Know what’s different for MFS filers
By law, married couples filing separately can’t take certain tax breaks. These include the American Opportunity and Lifetime Learning education credits; the child- and dependent-care credit; and the student-loan interest deduction. A greater percentage of Social Security benefits can be taxable.
In addition, contributions to traditional and Roth IRAs are affected. For example, MFS filers typically can’t contribute directly to a Roth IRA if they have more than $10,000 of income. But often the saver has a workaround by making a nondeductible contribution to a traditional IRA and then doing a backdoor Roth conversion.
Other tax benefits are split down the middle, with each spouse getting half. This applies to the standard deduction, the deduction of up to $10,000 for state and local taxes, the home-sellers exemption and the deduction of up to $3,000 of net investment losses against ordinary income.
Be aware of quirks
Married couples are allowed to switch between filing separately for some years and jointly for others, and MFS filers can also later amend tax returns to claim joint status.
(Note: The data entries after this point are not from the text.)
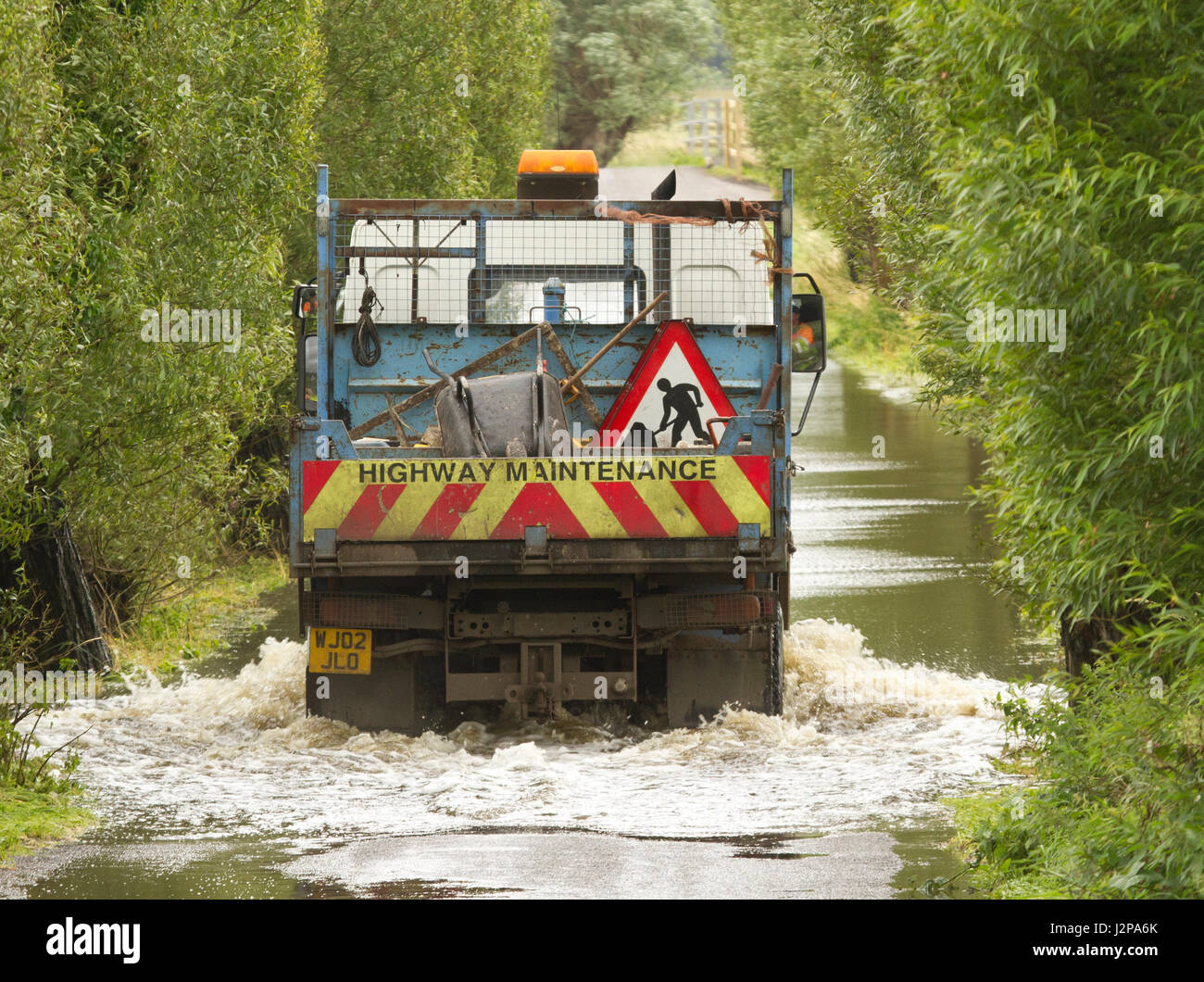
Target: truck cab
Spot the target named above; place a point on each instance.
(542, 454)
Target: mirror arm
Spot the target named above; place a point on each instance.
(807, 409)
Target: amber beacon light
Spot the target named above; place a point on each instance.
(571, 175)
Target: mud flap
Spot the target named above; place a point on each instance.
(383, 700)
(701, 680)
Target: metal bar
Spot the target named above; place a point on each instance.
(566, 363)
(408, 252)
(612, 343)
(504, 208)
(770, 385)
(433, 389)
(325, 296)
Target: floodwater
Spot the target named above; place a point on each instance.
(219, 786)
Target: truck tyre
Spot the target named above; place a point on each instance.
(774, 666)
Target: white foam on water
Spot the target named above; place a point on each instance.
(861, 742)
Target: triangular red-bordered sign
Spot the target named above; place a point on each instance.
(674, 356)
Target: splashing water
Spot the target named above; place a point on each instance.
(861, 742)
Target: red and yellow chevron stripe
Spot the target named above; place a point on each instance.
(617, 497)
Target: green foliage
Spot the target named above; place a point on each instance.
(1042, 156)
(818, 100)
(31, 817)
(430, 103)
(621, 65)
(163, 152)
(1118, 809)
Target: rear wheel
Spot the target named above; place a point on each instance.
(773, 669)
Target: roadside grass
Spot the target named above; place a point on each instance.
(31, 820)
(976, 820)
(194, 623)
(657, 146)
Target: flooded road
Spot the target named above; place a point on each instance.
(219, 786)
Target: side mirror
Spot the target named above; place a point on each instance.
(808, 331)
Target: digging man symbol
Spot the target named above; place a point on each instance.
(677, 399)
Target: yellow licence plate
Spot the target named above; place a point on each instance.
(340, 650)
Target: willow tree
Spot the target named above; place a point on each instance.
(176, 145)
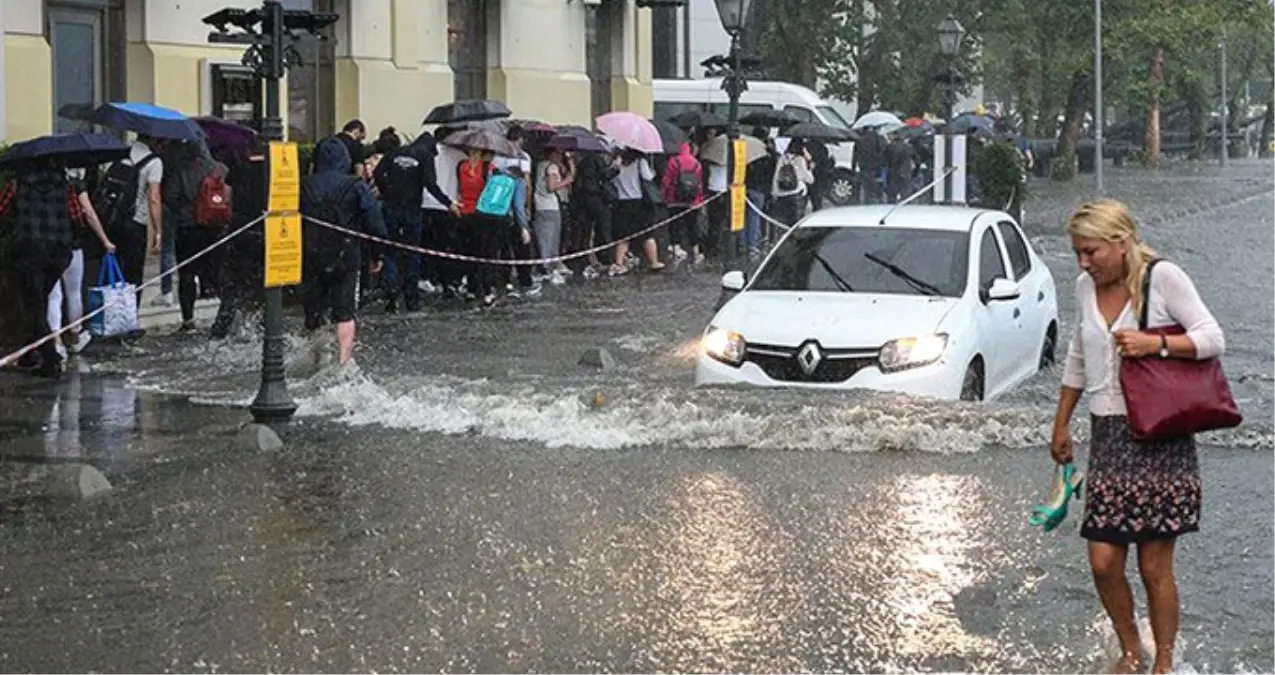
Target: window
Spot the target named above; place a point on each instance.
(801, 112)
(991, 266)
(1018, 249)
(833, 259)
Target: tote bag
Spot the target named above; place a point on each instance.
(117, 300)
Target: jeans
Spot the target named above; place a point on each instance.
(69, 289)
(400, 274)
(167, 257)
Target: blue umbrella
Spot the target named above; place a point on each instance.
(148, 119)
(66, 149)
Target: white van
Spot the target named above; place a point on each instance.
(676, 96)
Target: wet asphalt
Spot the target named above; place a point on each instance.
(469, 503)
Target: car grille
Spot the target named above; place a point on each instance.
(780, 363)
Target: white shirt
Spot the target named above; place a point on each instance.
(1093, 363)
(629, 181)
(445, 167)
(149, 175)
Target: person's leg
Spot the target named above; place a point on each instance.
(1155, 564)
(186, 248)
(1107, 563)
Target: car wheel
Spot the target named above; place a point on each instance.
(972, 389)
(1048, 351)
(840, 192)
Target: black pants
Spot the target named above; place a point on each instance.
(130, 245)
(38, 266)
(485, 237)
(440, 231)
(190, 241)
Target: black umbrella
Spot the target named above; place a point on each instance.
(576, 143)
(698, 119)
(671, 135)
(73, 151)
(770, 118)
(466, 111)
(820, 132)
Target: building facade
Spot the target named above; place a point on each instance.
(388, 61)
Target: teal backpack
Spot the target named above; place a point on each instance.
(497, 195)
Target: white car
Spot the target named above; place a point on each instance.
(942, 301)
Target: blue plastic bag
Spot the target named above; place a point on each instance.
(119, 297)
(497, 195)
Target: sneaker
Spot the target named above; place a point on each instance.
(82, 341)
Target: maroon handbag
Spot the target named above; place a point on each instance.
(1174, 397)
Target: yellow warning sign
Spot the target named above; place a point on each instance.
(738, 203)
(282, 250)
(741, 161)
(284, 176)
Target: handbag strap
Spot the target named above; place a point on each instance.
(1146, 294)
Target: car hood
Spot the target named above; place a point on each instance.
(837, 320)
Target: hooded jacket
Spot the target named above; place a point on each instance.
(682, 161)
(330, 175)
(416, 172)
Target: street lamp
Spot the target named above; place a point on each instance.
(733, 15)
(269, 35)
(950, 36)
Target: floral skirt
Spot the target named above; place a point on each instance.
(1139, 491)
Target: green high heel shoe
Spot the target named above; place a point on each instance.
(1067, 482)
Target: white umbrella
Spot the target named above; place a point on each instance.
(886, 120)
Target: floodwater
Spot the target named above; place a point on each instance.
(472, 500)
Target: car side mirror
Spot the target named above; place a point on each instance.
(733, 281)
(1002, 290)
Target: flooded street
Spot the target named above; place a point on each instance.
(473, 500)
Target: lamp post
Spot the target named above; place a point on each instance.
(950, 36)
(269, 35)
(733, 15)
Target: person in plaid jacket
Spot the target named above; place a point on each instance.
(45, 204)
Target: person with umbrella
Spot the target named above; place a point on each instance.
(45, 206)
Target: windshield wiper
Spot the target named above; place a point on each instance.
(840, 282)
(922, 287)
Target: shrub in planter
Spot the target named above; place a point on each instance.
(1001, 178)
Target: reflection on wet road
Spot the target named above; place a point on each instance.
(466, 505)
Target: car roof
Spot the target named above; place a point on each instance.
(951, 218)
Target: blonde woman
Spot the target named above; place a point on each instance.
(1143, 494)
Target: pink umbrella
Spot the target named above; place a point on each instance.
(631, 130)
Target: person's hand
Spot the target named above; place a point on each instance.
(1136, 345)
(1061, 447)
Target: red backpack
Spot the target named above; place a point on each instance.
(214, 204)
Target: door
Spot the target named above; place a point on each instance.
(1035, 299)
(75, 42)
(998, 320)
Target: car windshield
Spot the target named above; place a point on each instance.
(833, 118)
(868, 260)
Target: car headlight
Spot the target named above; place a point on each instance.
(912, 352)
(726, 346)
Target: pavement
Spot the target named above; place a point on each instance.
(471, 499)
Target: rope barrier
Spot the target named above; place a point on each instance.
(13, 357)
(504, 262)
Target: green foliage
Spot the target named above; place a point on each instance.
(998, 167)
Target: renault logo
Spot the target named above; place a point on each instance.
(808, 357)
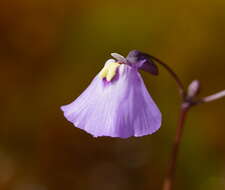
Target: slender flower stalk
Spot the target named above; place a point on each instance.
(188, 100)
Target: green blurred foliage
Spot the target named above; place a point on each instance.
(49, 53)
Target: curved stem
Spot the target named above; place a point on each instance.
(168, 182)
(173, 74)
(212, 97)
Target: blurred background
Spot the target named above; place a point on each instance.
(49, 53)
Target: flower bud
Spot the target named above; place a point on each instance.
(193, 88)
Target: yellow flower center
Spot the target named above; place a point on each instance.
(109, 71)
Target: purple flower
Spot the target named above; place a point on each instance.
(117, 103)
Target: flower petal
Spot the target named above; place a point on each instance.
(123, 108)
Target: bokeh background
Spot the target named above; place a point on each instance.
(49, 53)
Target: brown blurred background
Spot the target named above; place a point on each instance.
(51, 50)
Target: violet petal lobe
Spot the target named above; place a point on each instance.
(121, 108)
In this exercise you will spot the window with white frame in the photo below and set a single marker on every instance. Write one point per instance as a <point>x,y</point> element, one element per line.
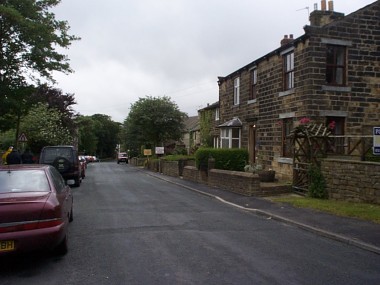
<point>287,127</point>
<point>217,114</point>
<point>253,88</point>
<point>289,71</point>
<point>237,91</point>
<point>230,137</point>
<point>336,65</point>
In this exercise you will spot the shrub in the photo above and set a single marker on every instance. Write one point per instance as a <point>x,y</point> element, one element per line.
<point>227,159</point>
<point>178,157</point>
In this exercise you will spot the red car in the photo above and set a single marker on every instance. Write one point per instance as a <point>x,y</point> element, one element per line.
<point>36,207</point>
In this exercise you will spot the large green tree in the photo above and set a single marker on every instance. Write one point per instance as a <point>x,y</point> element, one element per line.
<point>107,133</point>
<point>152,121</point>
<point>29,37</point>
<point>43,126</point>
<point>87,139</point>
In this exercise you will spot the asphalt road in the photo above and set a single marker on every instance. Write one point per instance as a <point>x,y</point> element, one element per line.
<point>131,228</point>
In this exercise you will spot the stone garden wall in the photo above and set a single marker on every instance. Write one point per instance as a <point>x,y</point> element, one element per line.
<point>357,181</point>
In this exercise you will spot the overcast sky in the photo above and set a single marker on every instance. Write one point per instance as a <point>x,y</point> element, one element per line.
<point>130,49</point>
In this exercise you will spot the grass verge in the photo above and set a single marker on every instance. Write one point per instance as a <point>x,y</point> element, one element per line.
<point>364,211</point>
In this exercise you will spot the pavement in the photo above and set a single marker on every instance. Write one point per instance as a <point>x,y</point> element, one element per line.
<point>359,233</point>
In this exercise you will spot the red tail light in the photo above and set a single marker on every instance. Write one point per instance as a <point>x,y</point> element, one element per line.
<point>32,225</point>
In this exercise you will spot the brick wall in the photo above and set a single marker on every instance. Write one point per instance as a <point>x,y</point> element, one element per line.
<point>356,181</point>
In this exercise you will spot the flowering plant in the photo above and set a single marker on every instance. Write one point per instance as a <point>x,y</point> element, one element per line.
<point>332,125</point>
<point>305,120</point>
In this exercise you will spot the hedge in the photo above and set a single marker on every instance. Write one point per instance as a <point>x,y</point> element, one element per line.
<point>227,159</point>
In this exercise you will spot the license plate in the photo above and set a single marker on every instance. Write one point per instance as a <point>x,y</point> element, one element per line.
<point>7,245</point>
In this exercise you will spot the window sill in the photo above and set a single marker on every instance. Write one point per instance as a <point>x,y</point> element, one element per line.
<point>336,88</point>
<point>287,92</point>
<point>285,160</point>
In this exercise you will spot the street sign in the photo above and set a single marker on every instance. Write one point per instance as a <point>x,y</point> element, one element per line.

However, joint filers usually can’t amend returns to file separately.
If one spouse itemizes deductions on Schedule A, then the other must typically itemize as well.
On Medicare? Be careful.
It might seem like a good idea to file separately in order to boost the deduction if one spouse has, say, substantial nursing-home expenses. However, MFS status can substantially raise IRMAA (income-related monthly adjustment amount) payments for Medicare Parts B and D because MFS filers have fewer IRMAA brackets.
Casey Schwarz, a senior counsel with the Medicare Rights Center, notes that the maximum IRMAA increase above the base premium is about $9,400 per couple, per year. For Medicare users with higher incomes, the difference would be less and filing separately could be cost-efficient for some. So run the numbers.
Check state-tax implications
Many states require tax filers to use the same status for the state return as the federal return, according to the Tax Foundation. Filers in community-property states should also determine how state law affects federal returns using MFS status. The filer may need to submit IRS Form 8958 detailing the allocation of income and taxes between spouses.
Damien Martin, a tax partner with EY in Chicago, pays close attention to separate-filing opportunities for state taxes. In one case, a couple reaped substantial savings by having one spouse file separately for Illinois and the other, who was retired, claim residence in Florida. They filed jointly on the federal return.